Back in 2014, when Dolby arrived in Baltimore to take his current job as Homewood Professor of the Arts at Johns Hopkins, City Paper observed that he moved through Station North like a man with no idea where he was or what he was getting himself into, with manners and sentiments both common and dangerous around these parts. What his presence in the city has been like since then, I don't know; I'm not in Station North often enough to ask anyone. (I did once creep up to him during an Alloverstreet event at the Station North Tool Library, looking no doubt like Sirhan Sirhan approaching Bobby Kennedy in kitchen of The Ambassador Hotel, armed with an obscure question about Prefab Sprout.) Whatever worthy services he's rendered as a teacher, I would speculate that Johns Hopkins has needed him for its image more than Station North—the neighborhood, not the idea—has wanted him for his advocacy. And that's a shame for all of us.
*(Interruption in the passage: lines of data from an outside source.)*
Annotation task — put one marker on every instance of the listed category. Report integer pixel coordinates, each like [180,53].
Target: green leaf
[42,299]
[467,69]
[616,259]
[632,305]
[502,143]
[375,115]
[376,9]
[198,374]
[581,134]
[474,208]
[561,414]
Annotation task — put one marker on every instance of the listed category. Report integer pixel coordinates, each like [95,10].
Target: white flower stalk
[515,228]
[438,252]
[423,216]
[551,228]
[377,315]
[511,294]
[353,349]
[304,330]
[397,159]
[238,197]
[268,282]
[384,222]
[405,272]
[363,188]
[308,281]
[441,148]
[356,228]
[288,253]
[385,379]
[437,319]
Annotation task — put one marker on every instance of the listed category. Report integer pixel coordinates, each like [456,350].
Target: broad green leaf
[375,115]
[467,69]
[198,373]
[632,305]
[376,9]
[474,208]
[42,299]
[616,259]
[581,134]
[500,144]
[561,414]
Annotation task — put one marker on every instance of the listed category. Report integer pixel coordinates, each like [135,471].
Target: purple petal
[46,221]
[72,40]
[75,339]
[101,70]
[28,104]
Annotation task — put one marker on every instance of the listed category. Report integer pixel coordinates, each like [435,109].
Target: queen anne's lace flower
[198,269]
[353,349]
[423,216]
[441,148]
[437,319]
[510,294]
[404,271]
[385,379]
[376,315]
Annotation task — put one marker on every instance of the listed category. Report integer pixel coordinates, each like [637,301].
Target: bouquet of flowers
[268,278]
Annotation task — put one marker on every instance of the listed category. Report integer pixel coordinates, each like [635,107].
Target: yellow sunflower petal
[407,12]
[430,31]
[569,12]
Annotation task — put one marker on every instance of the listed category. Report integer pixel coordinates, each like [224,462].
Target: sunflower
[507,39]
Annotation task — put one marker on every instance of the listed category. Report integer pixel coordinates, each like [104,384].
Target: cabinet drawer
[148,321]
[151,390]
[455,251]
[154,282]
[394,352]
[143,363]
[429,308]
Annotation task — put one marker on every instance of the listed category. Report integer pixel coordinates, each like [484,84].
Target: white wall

A predictable, neoliberal shame, maybe, but still.
Baltimore is mentioned only in the very last sentence of this book, like a kind of yellow brick road leading to three-quarters of a blank page. Something hit home, though, in this earlier reminiscence of Dolby's pre-fame days, when he was thinking about what kind of artist he would become:
"I imagined living under a repressive regime, where free speech was prohibited and everything rationed. Would there be a resistance movement? A secret society of freethinking artists and writers, lurking in the ruins of abandoned factories? Of course there would, and I would be the one to write their anthems."
Well, Mr. Dolby, look around and stick around, for the hour has come in our Station North. We've already hosted one Francis Scott Key. Come back to us with an anthem. Let's make it happen: a benefit for the Bell Foundry.